Admittedly I’m not on Silence playback template because I need to hear stuff as I edit, but I’m using Halion and Iconica, with no plugins. M2 MacBook Air, latest Dorico 5 release.
Maybe it would be a good idea if the team included a benchmark-like project as part of the demo projects?
Like, a really large and complex orchestral work, using Iconica Sketch by default?
So peeps could try and report possible issues on a standardized platform?
B.
I’d be very interested to see your project, @Schweinhorn. Please send it to me via email at d dot spreadbury at steinberg dot de and I’ll take a look at it. It certainly shouldn’t take 80 seconds to add a comment, even in a 2000+ bar score.

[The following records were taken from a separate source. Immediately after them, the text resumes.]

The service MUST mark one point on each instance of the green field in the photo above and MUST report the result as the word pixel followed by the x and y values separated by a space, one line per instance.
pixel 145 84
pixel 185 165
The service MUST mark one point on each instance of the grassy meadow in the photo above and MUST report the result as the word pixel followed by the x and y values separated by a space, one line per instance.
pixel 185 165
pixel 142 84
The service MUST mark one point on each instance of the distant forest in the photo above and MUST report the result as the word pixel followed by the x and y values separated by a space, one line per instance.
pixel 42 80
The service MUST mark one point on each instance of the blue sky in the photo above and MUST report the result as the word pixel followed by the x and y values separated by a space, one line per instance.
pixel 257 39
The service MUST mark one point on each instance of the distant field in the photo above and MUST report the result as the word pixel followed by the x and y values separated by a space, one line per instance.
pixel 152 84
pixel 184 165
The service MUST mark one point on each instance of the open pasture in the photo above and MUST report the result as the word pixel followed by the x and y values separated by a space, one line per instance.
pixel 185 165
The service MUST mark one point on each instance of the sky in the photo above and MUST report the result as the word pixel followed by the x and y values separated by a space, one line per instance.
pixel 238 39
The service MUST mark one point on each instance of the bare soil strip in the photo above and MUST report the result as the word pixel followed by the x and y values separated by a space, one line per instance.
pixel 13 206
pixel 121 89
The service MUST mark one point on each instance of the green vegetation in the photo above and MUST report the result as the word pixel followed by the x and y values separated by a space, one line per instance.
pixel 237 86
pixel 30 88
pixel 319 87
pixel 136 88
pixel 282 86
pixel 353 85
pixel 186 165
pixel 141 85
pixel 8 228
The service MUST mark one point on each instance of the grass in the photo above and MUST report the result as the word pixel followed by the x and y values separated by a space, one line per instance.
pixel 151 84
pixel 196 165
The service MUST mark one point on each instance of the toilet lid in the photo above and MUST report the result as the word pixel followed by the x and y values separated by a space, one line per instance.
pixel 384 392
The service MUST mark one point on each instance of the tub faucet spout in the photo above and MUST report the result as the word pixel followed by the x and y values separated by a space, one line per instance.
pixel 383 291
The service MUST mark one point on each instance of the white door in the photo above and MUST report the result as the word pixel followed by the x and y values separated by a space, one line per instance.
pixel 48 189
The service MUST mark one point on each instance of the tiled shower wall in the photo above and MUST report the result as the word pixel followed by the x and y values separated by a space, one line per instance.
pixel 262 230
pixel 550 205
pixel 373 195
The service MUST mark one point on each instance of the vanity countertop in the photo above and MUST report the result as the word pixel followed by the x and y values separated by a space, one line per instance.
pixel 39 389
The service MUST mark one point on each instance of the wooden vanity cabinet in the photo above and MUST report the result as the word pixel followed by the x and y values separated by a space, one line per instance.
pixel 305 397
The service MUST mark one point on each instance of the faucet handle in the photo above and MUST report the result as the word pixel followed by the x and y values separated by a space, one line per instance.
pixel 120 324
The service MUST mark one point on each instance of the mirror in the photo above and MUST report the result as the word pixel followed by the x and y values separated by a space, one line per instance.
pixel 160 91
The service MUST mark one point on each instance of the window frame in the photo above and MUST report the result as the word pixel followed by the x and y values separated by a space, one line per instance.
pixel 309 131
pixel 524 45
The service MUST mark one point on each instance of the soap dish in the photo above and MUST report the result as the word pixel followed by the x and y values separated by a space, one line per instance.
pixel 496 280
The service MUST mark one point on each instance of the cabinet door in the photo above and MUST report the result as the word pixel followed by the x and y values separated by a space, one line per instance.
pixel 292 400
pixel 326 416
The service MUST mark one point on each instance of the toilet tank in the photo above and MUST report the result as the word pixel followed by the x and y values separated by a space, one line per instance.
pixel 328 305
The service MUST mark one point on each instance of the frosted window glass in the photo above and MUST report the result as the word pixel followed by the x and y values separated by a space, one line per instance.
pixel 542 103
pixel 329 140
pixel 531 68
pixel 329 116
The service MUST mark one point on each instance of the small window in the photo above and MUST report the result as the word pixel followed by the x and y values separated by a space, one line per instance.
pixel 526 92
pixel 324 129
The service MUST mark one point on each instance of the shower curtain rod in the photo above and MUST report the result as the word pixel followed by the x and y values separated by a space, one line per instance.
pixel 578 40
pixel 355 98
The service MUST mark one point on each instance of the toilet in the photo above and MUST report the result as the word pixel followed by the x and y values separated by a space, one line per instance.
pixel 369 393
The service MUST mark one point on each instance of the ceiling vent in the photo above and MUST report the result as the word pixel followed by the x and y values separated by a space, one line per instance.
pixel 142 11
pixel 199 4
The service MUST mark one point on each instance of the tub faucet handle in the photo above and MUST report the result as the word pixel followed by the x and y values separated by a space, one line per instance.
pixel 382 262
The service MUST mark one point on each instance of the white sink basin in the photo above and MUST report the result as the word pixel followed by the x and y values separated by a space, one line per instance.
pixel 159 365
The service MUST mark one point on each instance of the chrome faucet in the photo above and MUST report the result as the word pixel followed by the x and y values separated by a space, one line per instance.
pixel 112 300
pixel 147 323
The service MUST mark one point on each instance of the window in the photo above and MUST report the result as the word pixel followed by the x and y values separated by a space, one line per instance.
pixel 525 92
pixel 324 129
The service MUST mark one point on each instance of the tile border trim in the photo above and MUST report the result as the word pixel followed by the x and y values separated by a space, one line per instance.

At that size, it is understandable where the latency comes from: the infinite number of positioning calculations that have to be made across that entire score. Your CPU(s) must be churning away.
You probably have heard all this before:
- Break into flows
- Break into separate projects
- Silence template
I’m working on a large symphony now and I’m barely 100mm in I already feel a bit of latency (nowhere near what your logs are saying, though).
Thanks Daniel, appreciated – I will do.